A distant, early 15th century precursor of the highly elaborate Churrigueresque style can be found in the Lombard Charterhouse of Pavia, yet the sculpture-encrusted facade still has the Italianate appeal to rational narrative. Churrigueresque appeals to the proliferative geometry, and has a more likely origin in the Moorish or Mudéjar architecture that still remained through south and central Spain. The interior stucco roofs of, for example the Alcázar de los Reyes Cristianos in Córdoba, Spain, flourish with detail and ornamentation.
Development
The development of the style passed through three phases. Between 1680 and 1720, the Churriguera popularized Guarino Guarini's blend of Solomonic columns and composite order, known as "supreme order". Between 1720 and 1760, the Churrigueresque column, or estipite, in the shape of an inverted cone or obelisk, was established as a central element of ornamental decoration. The years from 1760 to 1780 saw a gradual shift of interest away from twisted movement and excessive ornamentation towards Neoclassical balance and sobriety.
Among the highlights of the style, interiors of the Granada Charterhouse offer some of the most impressive combinations of space and light in 18th-century Europe. Integrating sculpture and architecture even more radically, Narciso Tomé achieved striking chiaroscuro effects in his Transparente for the Toledo Cathedral. Perhaps the most visually intoxicating form of the style was Mexican Churrigueresque, practised in the mid-18th century by Lorenzo Rodriguez, whose masterpiece is the Sagrario Metropolitano (1749–69) in Mexico City, New Spain.
Spain
The first of the Churriguera was José Benito de Churriguera (1665-1725), who trained as a joiner of altarpieces, drawing some very important for various churches of Salamanca, Madrid, Valladolid and other cities in Spain. Some in Spain have gone and some remain only a sites:
Altarpiece of Convent of San Esteban in Salamanca.

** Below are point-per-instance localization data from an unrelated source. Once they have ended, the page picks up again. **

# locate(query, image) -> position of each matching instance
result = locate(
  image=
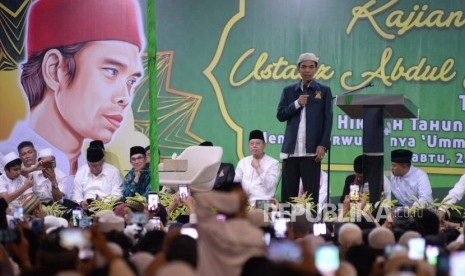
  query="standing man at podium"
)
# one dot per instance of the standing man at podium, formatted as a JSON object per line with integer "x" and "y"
{"x": 306, "y": 107}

Town of Nuevo Baztán (Church of san Francisco Javier and Goyeneche Palace).
Choir of the New Cathedral of Salamanca.
Plaza Mayor of Salamanca.
Capilla de la Vera Cruz, in Salamanca.
College of Calatrava, in Salamanca.
Palace of San Telmo, in Seville.
Mexico
In Mexico, the Cathedral Basilica of Zacatecas, Zacatecas, capital of Zacatecas state, and the Templo de Santa Prisca, located in Taxco, Guerrero state are considered as masterpieces of Churrigueresque style. The building of Parroquia Antigua in Salamanca, Guanajuato, founded on August 24, 1603, was completed in the year 1690, and the Churrigueresque facade in 1740. The altarpiece of the church of San Francisco Javier (National Museum of Viceroyalty) in Tepotzotlán, State of Mexico is also considered, along with its facade, one of the most important baroque churrigueresque works created by the Jesuits in New Spain. The Altar de los Reyes of the Mexico City Metropolitan Cathedral and the facades of the Sagrario Metropolitano, which is attached to the same Cathedral, are also representatives of the style.
The Philippines
It was late introduced in the Philippines. The best examples were the San Juan de dios Hospital in Intramuros, Daraga Church in Albay, and Tigbauan Church in Iloilo.
Churrigueresque revival
The Churrigueresque decorative style was used in Spanish Colonial architecture in the New World colonial town's important buildings. The style enjoyed a resurgence after architect Bertram Goodhue and Carleton Winslow Sr. studied Spanish Colonial Churrigueresque and Plateresque ornament in Mexico, using it in designing the 1915 Panama-California Exposition buildings at Balboa Park in San Diego, California. The Exposition popularized its use in Spanish Colonial Revival architecture styles in the United States.